The episode has reopened a grudge match that has defined American politics for nearly two decades. Mr. Trump’s birther conspiracy in 2011 — questioning Mr. Obama’s birthplace and Harvard credentials — was dismantled at that year’s White House Correspondents’ Dinner, where the former president and Seth Meyers roasted him mercilessly, a humiliation Mr. Trump has cited as the spark for his 2016 run. Michelle Obama’s convention speeches in 2016 and 2024, warning that Mr. Trump “cannot fathom” public service, have remained particular flashpoints. Mr. Trump’s Atlanta taunt, days after her Kalamazoo address labeling him a “threat to decency,” closed a loop of personal vitriol that Democrats say reveals his insecurities.

Public outrage has been swift and bipartisan. Women’s groups like Emily’s List condemned Mr. Trump’s “misogynistic pattern,” citing his history of attacks on Ms. Obama from 2016 birtherism to 2024 rally jabs. A Quinnipiac poll released Monday showed Mr. Trump’s favorability among women at 32 percent — a second-term low — with independents citing “personal attacks” as a top concern amid the shutdown and Epstein files. Even some Republicans distanced themselves: Senator Susan Collins of Maine tweeted: “Personal attacks on former first ladies diminish us all — let’s elevate the discourse.” House Speaker Mike Johnson, on Fox News, called Mr. Obama’s video “class warfare” but urged focus on the economy.

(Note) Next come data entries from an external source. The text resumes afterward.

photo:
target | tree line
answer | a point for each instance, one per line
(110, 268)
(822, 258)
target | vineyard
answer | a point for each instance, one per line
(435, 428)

Democrats, sensing momentum, amplified the clip in ads targeting swing districts. House Minority Leader Hakeem Jeffries quipped on MSNBC: “Trump calls Michelle ‘nasty’? That’s projection from a man whose idea of class is a Sharpie redraw. Barack’s stare? Masterful — calm, cool, and cutting.” Late-night host Stephen Colbert staged a mock “Stare-Off” skit, pitting Mr. Obama against Mr. Trump’s scowl.
For Ms. Obama, who has channeled her influence into education and health initiatives since 2017, the episode is a reluctant return to the fray. “Michelle’s above this,” a close friend said anonymously. “But when Trump goes low, Barack reminds us why we go high — and why it wins.” In Washington’s echo chamber, where outrage is oxygen, Mr. Obama’s calm may be the most devastating clapback of all.